13.11.20

La La Land

Is the final musical number suggesting the possibility that things could have worked out between Seb and Mia if different choices were made? Or is it just an idle fantasy that disregards the obstacles put in the way of the relationship succeeding? The former is the sadder, more regretful ending. The latter is resigned, and ultimately happier. Given the parallels with her own life, it must be Mia's vision we're seeing. The touchstones are the same, only the man is different. And the sequence brushes aside the problem of separation – Seb just is magically able to come to Paris and find success there. Musicals are about externalising the passions and dreams we bottle up inside ourselves – the genre allows them to burst out and change the world around us. La La Land plays with that feeling of possibilities opening up, but it's grounded enough to retreat back into the real world. Some things in life work out, some things don't. The couple achieves artistic fulfilment and success, but not as a couple. 

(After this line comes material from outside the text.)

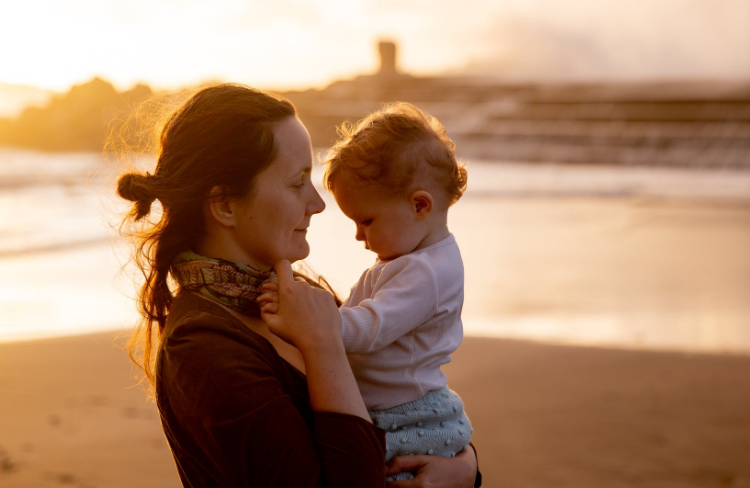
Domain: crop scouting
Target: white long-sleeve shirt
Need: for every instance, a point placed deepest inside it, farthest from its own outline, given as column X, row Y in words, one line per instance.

La La Land uses the tricks of the genre but isn't contained by it. The story isn't just an excuse to move from one song to the next – there's quite a lot of traditional comedy and drama in between. Ryan Gosling and Emma Stone probably can't compete with Fred Astaire and Ginger Rogers, but they are great actors, and their best work in the film is when they are acting rather than when they are singing and dancing. Chazelle's determination to use long takes to capture the songs is admirable and technically impressive, but for me the songs themselves are unmemorable. They are there to evoke memories of Old Hollywood and how that romanticism is folded into the romance in the film – two retromaniacs finding solace in their nostalgia for forgotten artforms. It's Gosling and Stone's portrayal of that relationship that makes the film work.